Researchers from Carnegie Mellon University and Microsoft Research have created OmniTouch, a wearable system that turns walls, arms, hands, table tops, paper, and just about everything else into interactive touch surfaces.
What makes it all work is a depth-sensing camera that tracks finger movements. The system includes the camera and a laser pico-projector—which looks like a Microsoft Kinect that is worn on the user’s shoulder. The projector displays numbers, letters, or any other graphic on a surface for you to interact with. You can dial a phone number, type on a keyboard, and even interact with drawing apps or map projections on your hand or a piece of paper. OmniTouch is also smart enough to distinguish between a finger that has clicked on a selection and one that is just hovering. It also boasts that no calibration and no special training are needed to operate the device.

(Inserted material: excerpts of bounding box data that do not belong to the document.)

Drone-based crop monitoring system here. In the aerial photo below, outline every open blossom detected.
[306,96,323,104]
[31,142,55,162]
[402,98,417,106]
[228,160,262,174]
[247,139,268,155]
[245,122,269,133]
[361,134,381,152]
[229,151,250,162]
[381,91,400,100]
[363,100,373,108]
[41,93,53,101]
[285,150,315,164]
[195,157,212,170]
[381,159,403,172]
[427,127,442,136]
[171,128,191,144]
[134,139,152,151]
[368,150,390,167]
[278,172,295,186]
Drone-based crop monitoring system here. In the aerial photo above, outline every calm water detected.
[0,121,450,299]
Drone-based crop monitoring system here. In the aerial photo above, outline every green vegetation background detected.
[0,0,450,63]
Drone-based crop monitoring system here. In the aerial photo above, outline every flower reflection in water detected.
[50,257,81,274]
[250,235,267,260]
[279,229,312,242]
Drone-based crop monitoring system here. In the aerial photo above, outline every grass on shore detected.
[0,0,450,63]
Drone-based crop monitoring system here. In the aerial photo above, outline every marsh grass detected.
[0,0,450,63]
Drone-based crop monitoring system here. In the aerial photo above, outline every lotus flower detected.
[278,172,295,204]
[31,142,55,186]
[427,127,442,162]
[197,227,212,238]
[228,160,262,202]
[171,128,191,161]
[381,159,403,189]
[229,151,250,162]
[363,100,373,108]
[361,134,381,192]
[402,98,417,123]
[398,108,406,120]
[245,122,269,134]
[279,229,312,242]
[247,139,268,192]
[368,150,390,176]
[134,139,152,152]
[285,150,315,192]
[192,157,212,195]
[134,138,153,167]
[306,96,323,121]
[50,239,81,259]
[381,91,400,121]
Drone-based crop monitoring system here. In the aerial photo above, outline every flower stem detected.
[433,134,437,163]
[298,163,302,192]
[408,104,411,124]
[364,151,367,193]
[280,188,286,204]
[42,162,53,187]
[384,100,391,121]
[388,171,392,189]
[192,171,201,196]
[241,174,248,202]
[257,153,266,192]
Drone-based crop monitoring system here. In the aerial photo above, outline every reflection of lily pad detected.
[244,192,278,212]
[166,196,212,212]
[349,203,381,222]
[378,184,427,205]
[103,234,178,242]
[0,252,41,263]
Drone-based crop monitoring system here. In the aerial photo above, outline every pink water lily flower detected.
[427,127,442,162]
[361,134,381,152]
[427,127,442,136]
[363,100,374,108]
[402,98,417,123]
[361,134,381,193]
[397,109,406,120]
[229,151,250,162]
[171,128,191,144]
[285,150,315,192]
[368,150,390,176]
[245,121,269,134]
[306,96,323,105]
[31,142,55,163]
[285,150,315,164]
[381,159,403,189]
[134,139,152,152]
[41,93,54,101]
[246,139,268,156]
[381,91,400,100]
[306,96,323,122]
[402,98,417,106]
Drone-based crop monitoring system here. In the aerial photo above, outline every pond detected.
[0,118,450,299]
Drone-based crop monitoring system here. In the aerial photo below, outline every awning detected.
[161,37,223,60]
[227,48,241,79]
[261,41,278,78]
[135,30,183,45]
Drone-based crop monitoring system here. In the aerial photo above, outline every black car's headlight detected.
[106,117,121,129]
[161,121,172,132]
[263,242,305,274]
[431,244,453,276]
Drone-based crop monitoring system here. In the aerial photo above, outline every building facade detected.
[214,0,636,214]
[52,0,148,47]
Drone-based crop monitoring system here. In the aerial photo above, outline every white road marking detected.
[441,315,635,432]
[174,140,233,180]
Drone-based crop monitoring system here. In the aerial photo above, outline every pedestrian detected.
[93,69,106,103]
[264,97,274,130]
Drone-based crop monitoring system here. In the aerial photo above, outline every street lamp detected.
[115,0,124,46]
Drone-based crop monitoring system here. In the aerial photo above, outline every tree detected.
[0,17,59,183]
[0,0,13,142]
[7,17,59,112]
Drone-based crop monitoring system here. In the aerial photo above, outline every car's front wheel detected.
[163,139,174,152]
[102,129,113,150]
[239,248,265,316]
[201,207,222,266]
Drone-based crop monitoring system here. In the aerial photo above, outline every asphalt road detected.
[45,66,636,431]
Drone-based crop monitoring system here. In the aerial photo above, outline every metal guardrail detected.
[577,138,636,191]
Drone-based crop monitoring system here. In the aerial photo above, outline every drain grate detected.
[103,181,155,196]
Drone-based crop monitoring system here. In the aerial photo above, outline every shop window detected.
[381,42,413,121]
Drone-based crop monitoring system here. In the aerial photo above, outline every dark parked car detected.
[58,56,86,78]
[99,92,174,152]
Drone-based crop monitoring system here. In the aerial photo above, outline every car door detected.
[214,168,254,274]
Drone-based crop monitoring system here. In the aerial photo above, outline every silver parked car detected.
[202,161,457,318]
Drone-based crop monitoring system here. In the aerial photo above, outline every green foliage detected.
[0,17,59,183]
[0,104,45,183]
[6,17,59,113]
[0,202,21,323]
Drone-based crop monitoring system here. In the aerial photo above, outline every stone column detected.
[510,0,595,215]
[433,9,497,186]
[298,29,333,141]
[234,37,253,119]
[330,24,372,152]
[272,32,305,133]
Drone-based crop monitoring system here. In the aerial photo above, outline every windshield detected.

I can imagine this technology being helpful for people who have visual or motor skill limitations that make using a smartphone difficult. Despite the growing size of smartphone screens, some people still have some difficulty in using them. With the OmniTouch, people would have a larger area with which they could interact with their devices instead of just being confined to a small 4-inch screen.
This is just a proof of concept right now, but hopefully it makes its way to the mainstream market soon. After all, who wouldn’t want to be able to doodle on whatever surface they wanted?